Adversarial Verification Is the Killer Feature
The workflows model lets you do something a single session cannot honestly do: have independent agents adversarially review each other's findings before they are reported.
Think about why a single conversation is bad at checking its own work. It already produced the answer. It has every reason — mechanically, in how attention weights the tokens already on the page — to be consistent with what it just said. Asking it to find its own errors is asking it to argue against its own context.
A separate agent has no such loyalty. It gets a fresh context, the prompt you pass, and one job: find the holes. The script wires the producer's structured output into the verifier's input, collects both, and only then surfaces a result. That is a real audit, not a model grading its own homework. For anything where being wrong is expensive — a security pass, a financial reconciliation, a research claim that is going to get quoted — that second adversarial context is the difference between a draft and something you would put your name on.
Which Problems Are Just Prompts
Here is where the skill lives, because orchestration is not free and reaching for it reflexively is its own failure.
The same Anthropic analysis is blunt about the cost. Multi-agent systems burn about 15× the tokens of a chat — even a single agent runs roughly 4× a normal conversation. So the economics only work on "valuable tasks that involve heavy parallelization, information that exceeds single context windows, and interfacing with numerous complex tools." They explicitly call out where it does not fit: most coding tasks, where the subtasks are not really parallelizable and the agents have tight dependencies on each other's output. If step two needs step one's result, you do not have a fan-out. You have a sequence, and a sequence belongs in one context.
The cautionary tale is theirs too. Early versions of their agents would "spawn 50 subagents for simple queries" — fan-out applied to a problem that never needed it, paying 15× for an answer one prompt would have produced. That is the tell. When you find yourself orchestrating something a single well-written prompt would have handled, you have mistaken a prompt for a pipeline.
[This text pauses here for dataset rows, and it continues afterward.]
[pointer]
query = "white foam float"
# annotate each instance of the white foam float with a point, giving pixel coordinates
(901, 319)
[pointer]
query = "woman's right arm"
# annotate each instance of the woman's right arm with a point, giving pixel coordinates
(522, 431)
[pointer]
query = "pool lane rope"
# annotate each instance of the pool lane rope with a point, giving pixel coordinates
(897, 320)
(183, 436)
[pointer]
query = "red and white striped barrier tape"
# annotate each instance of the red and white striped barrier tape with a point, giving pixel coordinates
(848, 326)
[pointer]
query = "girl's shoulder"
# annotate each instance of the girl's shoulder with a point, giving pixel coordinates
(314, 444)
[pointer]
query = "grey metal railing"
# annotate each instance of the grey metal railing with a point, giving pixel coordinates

So the decision rule is small and concrete. Reach for orchestration when the work is wide (many independent items, fifty files, a whole search surface), when it exceeds what one context can hold, or when you genuinely need one agent to check another. Stay in a single session when the work is narrow, sequential, or dependency-heavy. The deterministic script does not make a small problem better. It makes a big problem possible.
The Real Boundary
The platform-engineering numbers tell you orchestration is becoming an infra-team concern rather than a novelty. But the adoption stat is not the point. The point is the boundary it forces people to learn.
The valuable judgment is no longer "can I write a good prompt." It is "is this an orchestration problem or a prompt problem." Get that wrong in the expensive direction and you pay 15× for nothing. Get it wrong in the cheap direction and you stuff fifty files into one window and watch the model lose the thread halfway through.
The script holds the loop. The subagents hold the parallel work. Your context holds only the answer. Knowing when that shape is worth building is the actual skill — and it is the one worth getting right, because the problems that need it are exactly the ones too big to fix any other way.